Heck, even the wonderfully creepy villain Facilier — who has a nice unsettling song number, a great vocal performance from David and a superbly wicked and intimidating design — is given little motivation or much to do beyond commit evil for evil’s sake. Compared to hiss-able baddies like Scar, Cruella Deville or Ursula, we never feel the true extent of his menace and his final comeuppance, while appropriately spine-chilling and iconic, feels too extravagant and harsh for an under-developed character we’ve spent so little time with.
And therein lies one of The Princess and the Frog’s biggest weaknesses: it never feels like the filmmakers were able to figure out how to make the film feel remotely involving or original. Certainly, Disney animated features follow a fairly strict story structure, but the best of the studio’s output found thrillingly novel ways of reinterpreting and expanding upon the recognized conventions. This flick hits all the expected beats (Minus one key death that earns a glimmer of emotion, but would be a true powerhouse moment in a more confident work), offers few surprises and is often sluggish and trite.

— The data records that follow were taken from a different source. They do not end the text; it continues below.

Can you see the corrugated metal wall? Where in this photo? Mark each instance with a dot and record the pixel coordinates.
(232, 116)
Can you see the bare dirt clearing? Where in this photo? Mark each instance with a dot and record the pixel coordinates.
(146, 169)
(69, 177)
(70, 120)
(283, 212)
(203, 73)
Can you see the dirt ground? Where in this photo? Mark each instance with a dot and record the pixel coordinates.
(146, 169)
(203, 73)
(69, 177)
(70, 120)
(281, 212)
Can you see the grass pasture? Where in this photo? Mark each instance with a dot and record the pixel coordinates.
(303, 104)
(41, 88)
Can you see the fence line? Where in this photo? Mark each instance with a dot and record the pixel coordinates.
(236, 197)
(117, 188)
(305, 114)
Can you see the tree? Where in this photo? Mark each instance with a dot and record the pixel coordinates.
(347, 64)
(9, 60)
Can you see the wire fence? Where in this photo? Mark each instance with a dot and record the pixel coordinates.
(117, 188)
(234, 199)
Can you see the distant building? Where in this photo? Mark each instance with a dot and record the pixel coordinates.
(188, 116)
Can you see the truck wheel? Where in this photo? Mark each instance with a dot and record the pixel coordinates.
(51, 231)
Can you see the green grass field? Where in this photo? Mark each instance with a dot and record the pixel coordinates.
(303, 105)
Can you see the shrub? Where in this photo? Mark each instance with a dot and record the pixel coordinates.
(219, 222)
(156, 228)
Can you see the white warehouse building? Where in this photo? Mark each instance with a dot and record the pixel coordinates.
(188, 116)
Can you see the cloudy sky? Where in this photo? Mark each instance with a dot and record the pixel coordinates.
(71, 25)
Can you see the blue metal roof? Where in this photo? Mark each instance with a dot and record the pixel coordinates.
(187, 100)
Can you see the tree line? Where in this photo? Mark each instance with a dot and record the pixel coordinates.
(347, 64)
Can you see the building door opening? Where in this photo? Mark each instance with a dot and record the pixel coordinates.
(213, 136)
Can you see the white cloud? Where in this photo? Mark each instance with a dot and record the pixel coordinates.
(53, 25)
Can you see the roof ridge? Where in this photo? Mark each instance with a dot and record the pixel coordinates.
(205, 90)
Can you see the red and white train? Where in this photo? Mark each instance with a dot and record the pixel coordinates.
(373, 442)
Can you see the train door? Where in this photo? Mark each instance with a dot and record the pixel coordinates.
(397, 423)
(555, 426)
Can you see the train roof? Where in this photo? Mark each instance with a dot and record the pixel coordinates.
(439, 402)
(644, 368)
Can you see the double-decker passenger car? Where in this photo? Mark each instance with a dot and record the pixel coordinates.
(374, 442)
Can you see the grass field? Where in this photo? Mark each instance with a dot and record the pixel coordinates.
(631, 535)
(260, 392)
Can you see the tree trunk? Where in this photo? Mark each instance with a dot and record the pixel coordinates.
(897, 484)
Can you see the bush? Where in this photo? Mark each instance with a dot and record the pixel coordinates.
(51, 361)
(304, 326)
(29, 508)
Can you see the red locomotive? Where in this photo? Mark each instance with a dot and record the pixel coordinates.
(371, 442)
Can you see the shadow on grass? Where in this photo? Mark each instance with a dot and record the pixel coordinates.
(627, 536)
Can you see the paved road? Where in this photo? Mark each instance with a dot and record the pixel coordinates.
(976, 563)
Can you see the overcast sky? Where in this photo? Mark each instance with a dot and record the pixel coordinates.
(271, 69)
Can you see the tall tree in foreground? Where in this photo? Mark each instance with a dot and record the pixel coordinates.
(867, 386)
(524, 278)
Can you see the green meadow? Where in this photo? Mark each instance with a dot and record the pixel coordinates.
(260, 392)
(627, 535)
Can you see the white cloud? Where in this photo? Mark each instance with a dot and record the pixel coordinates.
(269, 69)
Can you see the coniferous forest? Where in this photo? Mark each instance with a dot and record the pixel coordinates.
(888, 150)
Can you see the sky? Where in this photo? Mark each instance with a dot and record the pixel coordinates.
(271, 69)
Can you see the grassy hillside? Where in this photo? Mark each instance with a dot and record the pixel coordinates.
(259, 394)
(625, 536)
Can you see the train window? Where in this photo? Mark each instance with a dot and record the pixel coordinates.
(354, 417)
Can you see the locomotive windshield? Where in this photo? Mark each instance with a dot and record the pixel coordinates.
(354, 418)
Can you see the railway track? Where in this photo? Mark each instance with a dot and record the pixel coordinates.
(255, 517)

Even the majority of the Jazz-infused Randy Newman-penned songs are instantly forgettable and, as they come fast and often, gradually drag down the movie’s energy level. Only the villain’s aforementioned solo and a fairly rousing, gorgeously-staged number in Mama Odie’s shack come close to quickening the viewer’s pulse.
Although it will doubtlessly entertain really young children, the whole project feels like a stale leftover from the latter days of Disney’s more luminous era, relying solely on the studio’s characteristically striking visual artistry to breathe life into its dusty lungs. At an earlier point in time, The Princess and the Frog would probably be able to skate affably by on its generic colorful sights and brand-value alone. But as a flagship vehicle for the intended relaunching of a historically-important, treasured cinematic art-form, it’s a major disappointment; a film content to halfheartedly hop for an audience yearning to soar.